"Take even you, my precious Carol, perfectly happy, oh, of course, but
all your originality, your uniqueness, the very you-ness of you, will
be absorbed in a round of missionary meetings, and prayer-meetings, and
choir practises, and Sunday-school classes. The hard routine, my dear,
will take the sparkle from you, and give you a sweet, but un-Carol-like
precision and method. Oh, yes, you are happy, but thank you, dear, I
think I'll keep my Self and do my work, and--be an old maid.

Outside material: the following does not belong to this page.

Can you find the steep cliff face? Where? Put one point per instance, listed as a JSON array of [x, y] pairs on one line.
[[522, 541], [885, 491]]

"Mr. Orchard offers himself as an alternative to the roars every now
and then, and I expound this philosophy of mine in answer. He shouts
with laughter at it. He says it is so, so like a baby in business. He
reminds me of the time when gray hairs and crow's-feet will mar my
serenity, and when solitary old age will take the lightness from my
step. But I've never noticed that husbands have a way of banishing
gray hairs and crow's-feet and feeble knees, have you? Babies are
nice, of course, but I think I'll baby myself a little.
"I do get so homesick for the good old parsonage days, and all the
bunch, and-- Still, it is nice to be a baby in business, and think how
wonderful it will be when I graduate from my baby-hood, and have brains
enough to write books, big books, good books, for all the world to read.